Dialogue can make or break a novel. It’s important in all genres across all demographics. Each character needs to sound different, unique, so reader can recognise who’s speaking even without a dialogue tag, if possible. Key to that is dialect. Dialect is flavour when it comes to dialogue. Only characters with the same upbringing in the same region speak in the same way – and even then it might not be exact. The more diverse a cast of characters, the more unique their dialogue should be.
But, dialects or accents written phonetically are annoying. Your readers spends extra time skipping over the words trying to figure out what they say. Not what you want. (That counts for slang as well, which dates ridiculously fast. Best to keep this to a minimum.) Instead of focussing on the words, look at sentence structure (think Yoda) and particular phrases. For example, in English we’re familiar with the concept that your ears burn when someone gossips talks about you. I found out a few months ago that in Japan, your ears don’t burn – you sneeze.
Colouring your novel with small touches like this adds flavour and identity.
2) New languages
In one of the first stories I wrote (that petered out after chapter 5 and died a slow, pitiful death), I created a language. But instead of using careful research and plotting, I went with Chaos Theory: mashing my fingers onto the keyboard and selecting whatever fragment looked prettiest. It had no rhyme and no reason, and it worked fine – if all I wanted was a single word. String them into a sentence?
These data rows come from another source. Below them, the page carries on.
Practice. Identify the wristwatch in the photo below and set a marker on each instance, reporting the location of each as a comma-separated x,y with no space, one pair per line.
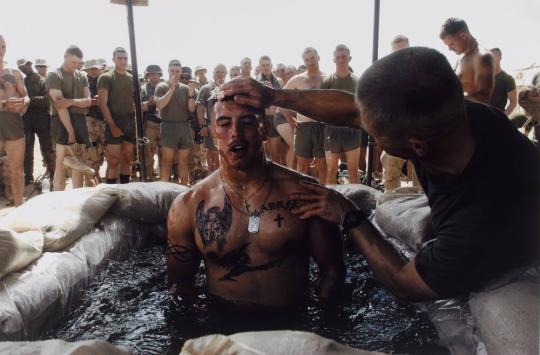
352,219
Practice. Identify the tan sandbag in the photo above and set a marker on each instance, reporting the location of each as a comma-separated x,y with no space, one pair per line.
216,344
18,250
61,347
62,216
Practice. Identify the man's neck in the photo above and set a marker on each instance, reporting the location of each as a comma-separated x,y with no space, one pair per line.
245,179
342,72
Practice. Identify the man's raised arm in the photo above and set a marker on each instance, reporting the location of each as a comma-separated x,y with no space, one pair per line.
333,106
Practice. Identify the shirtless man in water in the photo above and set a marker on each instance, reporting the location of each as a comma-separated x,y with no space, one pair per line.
239,221
13,103
476,66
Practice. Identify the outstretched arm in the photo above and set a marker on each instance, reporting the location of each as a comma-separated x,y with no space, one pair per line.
331,106
182,255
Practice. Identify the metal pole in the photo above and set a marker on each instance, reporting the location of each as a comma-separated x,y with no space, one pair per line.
375,55
140,165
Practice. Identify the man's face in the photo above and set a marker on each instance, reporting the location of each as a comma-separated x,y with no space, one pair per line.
455,43
238,133
311,60
175,71
93,72
220,72
153,77
42,70
342,59
396,46
3,48
120,60
266,67
72,61
26,69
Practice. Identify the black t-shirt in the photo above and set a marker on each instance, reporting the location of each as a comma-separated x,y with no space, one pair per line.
504,83
487,220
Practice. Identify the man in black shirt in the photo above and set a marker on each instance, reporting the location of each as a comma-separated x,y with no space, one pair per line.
412,103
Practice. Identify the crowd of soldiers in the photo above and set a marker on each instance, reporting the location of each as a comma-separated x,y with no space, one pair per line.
83,114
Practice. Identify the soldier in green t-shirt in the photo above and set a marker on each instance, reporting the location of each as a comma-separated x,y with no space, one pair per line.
70,96
117,103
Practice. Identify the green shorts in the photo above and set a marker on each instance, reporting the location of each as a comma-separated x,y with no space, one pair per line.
341,139
59,132
11,126
309,140
127,124
271,131
176,135
279,118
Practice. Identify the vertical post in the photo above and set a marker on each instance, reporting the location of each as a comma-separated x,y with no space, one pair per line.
375,55
139,143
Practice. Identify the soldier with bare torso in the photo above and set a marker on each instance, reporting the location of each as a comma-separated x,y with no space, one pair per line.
239,220
13,103
476,67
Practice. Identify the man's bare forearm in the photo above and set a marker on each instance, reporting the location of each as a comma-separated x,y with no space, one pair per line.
335,106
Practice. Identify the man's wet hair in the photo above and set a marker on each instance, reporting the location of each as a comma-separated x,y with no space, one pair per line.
118,50
453,26
399,39
411,93
74,50
341,48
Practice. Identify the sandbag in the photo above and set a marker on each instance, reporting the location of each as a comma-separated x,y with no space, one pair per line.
507,318
18,250
405,217
147,202
61,347
62,216
363,196
275,342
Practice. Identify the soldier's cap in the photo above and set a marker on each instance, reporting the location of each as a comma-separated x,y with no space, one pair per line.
40,62
91,63
200,67
22,61
186,70
153,68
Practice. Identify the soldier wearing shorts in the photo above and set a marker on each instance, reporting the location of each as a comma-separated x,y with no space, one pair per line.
339,140
204,114
13,102
152,120
175,101
116,100
70,96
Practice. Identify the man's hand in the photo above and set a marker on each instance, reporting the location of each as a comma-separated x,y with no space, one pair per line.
116,131
249,92
317,200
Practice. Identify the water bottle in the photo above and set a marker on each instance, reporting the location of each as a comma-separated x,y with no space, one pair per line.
45,185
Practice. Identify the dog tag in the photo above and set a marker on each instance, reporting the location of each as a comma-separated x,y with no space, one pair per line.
253,225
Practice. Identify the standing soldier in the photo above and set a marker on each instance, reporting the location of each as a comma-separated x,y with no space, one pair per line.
175,101
36,122
152,121
116,100
94,120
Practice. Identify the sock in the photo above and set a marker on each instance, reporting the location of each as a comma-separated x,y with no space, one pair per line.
124,179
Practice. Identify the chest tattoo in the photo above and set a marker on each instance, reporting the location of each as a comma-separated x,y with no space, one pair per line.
214,224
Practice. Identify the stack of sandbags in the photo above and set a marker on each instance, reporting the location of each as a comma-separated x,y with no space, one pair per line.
63,216
268,343
147,202
61,347
406,217
363,196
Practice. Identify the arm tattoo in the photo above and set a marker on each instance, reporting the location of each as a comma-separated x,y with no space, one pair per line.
237,262
215,223
180,253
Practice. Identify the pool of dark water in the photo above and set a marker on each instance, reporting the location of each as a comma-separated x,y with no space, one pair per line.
128,304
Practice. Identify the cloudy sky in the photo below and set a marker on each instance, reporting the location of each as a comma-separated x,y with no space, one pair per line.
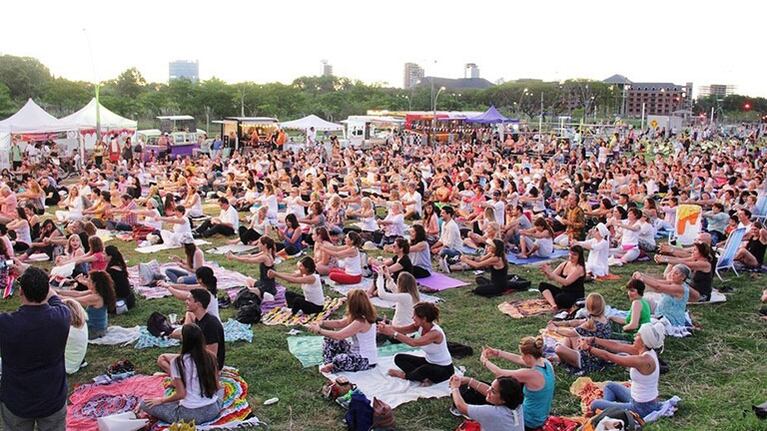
649,40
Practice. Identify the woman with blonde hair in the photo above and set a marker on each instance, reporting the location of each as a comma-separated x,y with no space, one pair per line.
77,341
358,324
595,325
537,376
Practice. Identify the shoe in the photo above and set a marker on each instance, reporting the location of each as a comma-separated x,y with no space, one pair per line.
444,265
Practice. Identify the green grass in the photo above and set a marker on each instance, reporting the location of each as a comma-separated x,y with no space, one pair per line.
719,372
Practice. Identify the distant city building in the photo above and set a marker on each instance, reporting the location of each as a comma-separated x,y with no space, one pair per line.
471,71
718,90
658,98
327,68
413,74
184,69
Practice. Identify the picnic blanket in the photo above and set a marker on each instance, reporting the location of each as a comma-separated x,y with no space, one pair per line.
437,282
117,335
226,279
234,248
524,308
281,316
91,401
235,409
375,382
536,260
308,349
588,390
149,249
380,302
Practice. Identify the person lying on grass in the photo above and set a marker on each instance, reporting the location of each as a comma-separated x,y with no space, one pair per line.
437,364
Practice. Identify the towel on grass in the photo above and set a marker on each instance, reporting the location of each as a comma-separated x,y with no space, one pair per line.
308,349
91,401
380,302
282,316
525,308
391,390
160,247
117,335
235,410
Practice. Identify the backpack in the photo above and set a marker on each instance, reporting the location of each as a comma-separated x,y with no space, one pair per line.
359,417
158,325
245,297
249,313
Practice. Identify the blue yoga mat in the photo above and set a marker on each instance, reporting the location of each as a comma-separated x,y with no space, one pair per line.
514,260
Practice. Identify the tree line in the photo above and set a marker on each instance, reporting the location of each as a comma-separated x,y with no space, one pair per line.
333,98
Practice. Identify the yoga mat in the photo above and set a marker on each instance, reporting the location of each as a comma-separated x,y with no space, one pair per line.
375,382
234,248
437,282
532,260
308,349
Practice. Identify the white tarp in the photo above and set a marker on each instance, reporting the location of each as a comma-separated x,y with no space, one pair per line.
29,118
85,118
305,123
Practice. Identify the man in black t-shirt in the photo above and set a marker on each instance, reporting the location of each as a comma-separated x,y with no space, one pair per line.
196,305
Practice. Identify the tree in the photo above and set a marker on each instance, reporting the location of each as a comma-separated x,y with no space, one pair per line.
25,77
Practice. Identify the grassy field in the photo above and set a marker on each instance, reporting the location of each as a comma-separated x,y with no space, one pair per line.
718,373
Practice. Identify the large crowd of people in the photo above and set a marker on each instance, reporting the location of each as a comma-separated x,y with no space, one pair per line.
463,206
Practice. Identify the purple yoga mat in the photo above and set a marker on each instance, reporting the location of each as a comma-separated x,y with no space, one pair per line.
437,282
266,306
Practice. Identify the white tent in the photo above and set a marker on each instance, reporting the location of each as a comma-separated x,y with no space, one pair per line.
30,117
85,118
305,123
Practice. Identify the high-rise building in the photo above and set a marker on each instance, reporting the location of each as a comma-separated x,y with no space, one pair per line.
327,68
718,90
184,69
413,74
470,70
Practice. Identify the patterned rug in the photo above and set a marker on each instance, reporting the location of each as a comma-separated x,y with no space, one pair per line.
281,316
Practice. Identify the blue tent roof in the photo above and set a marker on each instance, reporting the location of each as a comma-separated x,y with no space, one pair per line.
489,117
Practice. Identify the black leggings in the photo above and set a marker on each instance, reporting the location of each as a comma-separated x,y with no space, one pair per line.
486,288
248,235
563,298
297,302
417,369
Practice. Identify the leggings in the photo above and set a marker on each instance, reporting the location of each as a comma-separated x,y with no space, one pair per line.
339,353
486,288
417,369
565,298
341,277
298,303
248,235
419,272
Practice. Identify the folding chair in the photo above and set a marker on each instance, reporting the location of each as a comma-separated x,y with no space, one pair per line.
727,259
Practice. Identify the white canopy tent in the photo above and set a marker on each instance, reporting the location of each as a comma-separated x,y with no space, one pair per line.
309,121
30,117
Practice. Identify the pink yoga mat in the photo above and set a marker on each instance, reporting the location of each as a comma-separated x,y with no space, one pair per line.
437,282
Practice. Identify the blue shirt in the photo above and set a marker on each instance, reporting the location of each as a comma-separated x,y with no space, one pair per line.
32,344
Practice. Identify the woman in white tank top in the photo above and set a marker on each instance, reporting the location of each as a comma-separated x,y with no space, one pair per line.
641,360
358,325
436,365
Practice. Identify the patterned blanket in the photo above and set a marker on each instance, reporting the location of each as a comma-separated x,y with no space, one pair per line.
281,316
525,308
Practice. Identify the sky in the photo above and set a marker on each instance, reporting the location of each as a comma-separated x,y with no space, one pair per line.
704,42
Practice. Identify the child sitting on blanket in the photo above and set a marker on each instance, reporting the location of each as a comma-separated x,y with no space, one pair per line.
358,325
596,325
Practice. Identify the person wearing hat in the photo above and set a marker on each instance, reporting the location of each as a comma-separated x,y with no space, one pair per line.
674,293
599,251
644,369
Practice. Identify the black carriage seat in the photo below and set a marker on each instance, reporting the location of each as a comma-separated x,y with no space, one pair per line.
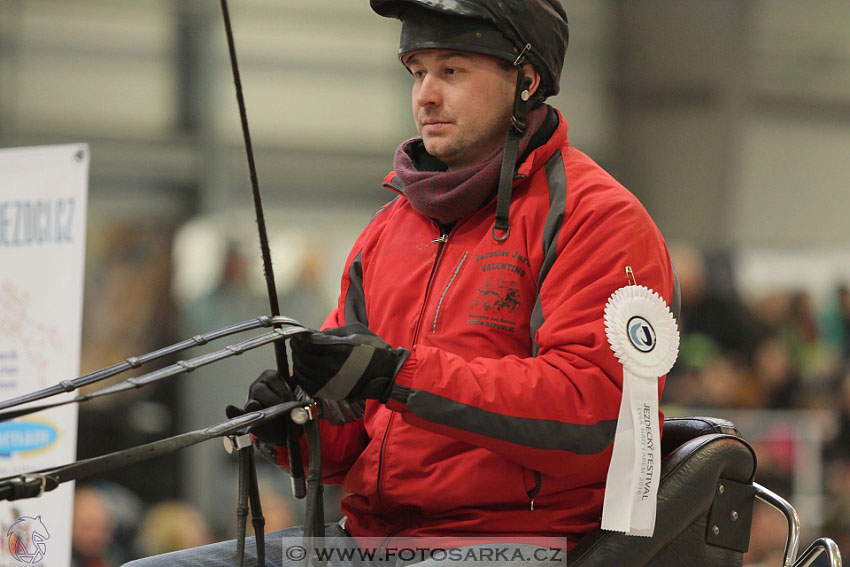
705,503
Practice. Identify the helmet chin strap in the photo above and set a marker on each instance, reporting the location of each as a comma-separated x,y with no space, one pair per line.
501,228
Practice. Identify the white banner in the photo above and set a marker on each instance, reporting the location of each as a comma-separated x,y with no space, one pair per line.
43,195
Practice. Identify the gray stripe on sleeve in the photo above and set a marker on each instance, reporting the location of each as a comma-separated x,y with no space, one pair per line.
534,433
557,180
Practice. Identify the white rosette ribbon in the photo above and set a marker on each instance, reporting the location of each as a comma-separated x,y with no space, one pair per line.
645,339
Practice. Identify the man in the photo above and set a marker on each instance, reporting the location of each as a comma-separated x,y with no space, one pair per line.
471,312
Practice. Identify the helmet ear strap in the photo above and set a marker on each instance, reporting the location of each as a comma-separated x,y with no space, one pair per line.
522,104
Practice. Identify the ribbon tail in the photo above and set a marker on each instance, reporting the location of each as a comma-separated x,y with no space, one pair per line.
617,504
631,487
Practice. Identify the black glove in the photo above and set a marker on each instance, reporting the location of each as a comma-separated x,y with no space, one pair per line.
346,363
267,390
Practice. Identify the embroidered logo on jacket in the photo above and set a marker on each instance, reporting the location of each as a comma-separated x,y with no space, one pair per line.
497,301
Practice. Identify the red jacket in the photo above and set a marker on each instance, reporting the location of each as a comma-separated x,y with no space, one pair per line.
502,419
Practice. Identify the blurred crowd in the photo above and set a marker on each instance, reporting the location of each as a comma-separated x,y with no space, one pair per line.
780,350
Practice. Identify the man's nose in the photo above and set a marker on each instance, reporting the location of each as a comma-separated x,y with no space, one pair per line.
428,92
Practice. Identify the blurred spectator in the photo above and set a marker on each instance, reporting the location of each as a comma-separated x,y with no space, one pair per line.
710,307
93,532
170,526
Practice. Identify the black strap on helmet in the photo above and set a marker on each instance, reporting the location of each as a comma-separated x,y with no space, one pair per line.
501,228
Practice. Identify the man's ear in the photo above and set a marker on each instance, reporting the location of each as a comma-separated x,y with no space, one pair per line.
532,74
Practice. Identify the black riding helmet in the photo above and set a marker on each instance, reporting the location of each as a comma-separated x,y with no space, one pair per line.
501,28
513,30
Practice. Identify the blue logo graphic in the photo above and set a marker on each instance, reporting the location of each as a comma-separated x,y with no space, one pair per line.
26,539
24,436
641,334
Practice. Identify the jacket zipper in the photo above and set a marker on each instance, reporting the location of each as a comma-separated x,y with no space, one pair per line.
442,240
446,290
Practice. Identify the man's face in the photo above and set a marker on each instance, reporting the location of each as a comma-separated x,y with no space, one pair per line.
462,104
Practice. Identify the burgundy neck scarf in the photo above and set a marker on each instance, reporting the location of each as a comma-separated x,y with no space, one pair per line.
450,195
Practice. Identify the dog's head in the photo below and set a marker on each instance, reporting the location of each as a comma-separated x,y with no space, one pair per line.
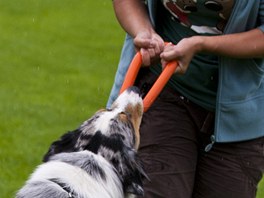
114,134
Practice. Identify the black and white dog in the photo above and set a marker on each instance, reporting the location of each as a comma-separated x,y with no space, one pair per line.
97,160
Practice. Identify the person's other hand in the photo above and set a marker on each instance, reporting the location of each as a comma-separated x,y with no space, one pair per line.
150,46
183,53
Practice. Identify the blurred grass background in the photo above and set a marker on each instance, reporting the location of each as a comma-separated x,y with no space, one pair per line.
57,64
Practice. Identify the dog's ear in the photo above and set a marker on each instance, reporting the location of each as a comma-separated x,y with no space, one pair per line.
66,143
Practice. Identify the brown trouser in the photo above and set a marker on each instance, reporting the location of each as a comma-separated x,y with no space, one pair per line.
174,134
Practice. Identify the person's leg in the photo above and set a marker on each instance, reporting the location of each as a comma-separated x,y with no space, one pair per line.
168,149
230,170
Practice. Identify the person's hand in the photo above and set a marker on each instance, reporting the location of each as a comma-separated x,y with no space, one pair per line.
150,46
183,53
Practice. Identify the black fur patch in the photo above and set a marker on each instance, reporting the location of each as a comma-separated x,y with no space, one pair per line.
66,143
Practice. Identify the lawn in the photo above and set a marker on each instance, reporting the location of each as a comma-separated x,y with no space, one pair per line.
57,59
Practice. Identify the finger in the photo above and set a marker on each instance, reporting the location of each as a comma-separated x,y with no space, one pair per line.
180,69
145,57
142,42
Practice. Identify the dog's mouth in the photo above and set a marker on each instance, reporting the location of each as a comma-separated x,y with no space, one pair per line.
130,106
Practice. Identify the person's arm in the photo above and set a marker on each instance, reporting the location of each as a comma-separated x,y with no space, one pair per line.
248,44
133,17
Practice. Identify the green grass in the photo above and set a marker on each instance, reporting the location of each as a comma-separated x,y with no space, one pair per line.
57,63
58,59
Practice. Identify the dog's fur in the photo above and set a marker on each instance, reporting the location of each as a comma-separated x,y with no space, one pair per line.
97,160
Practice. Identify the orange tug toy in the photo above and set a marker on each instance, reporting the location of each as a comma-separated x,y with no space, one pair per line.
158,85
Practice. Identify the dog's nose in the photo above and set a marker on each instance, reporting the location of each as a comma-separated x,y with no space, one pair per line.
133,89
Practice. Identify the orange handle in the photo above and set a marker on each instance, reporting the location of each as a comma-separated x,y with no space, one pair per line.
158,85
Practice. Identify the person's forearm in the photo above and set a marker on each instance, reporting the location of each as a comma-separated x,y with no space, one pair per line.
132,15
240,45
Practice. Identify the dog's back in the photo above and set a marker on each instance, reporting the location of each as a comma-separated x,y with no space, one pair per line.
80,174
97,160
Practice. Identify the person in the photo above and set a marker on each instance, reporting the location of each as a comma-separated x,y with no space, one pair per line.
203,137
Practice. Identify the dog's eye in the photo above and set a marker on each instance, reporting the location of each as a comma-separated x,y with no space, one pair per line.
123,116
HIDEOUSNESS. It made no sense. This is when I started to pay attention to grammar (and triggered the birth of my inner Grammar Nazi). Grammar matters (I know it now. To think of all those English lessons gone to waste…). Create the rules first, and stick to them. Readers will notice. (Sod’s Law they pick up on the one thing you don’t want them to.)
The second thing to bear in mind? Languages don’t develop in isolation. They relate to, interact with and steal from each other.
English: a language that lurks in dark alleys, beats up other languages and rifles through their pockets for spare vocabulary – Unattributed/James D. Nicoll
Most modern European languages are descended from Indo-European (or Proto Indo-European) and have a common root. These divided into Italic, Germanic, Slavic etc. and then further down until we reached our modern day languages. Check out these pretty language trees for an idea of how they connect. Names, for example, have a common root according to the area/country. The dwarves’ names in The Hobbit all have a similar, two-syllable structure and are strongly linked to their parental names. The more links between them, the more realistic the language will seem.
The trickiest thing I find with language in novels is consistency. It’s difficult to ensure that, once a dialect or whatever is selected, it needs to be reflected continually by that character/people. A rewrite in a later draft specifically for language and dialect will pick this up. The greatest asset for language is research. Grammar, sentence structure and etymological links help to flesh out created languages, and a fresh turn on dialogue brings your characters to life.
What are some fun dialects that you’ve come across in novels?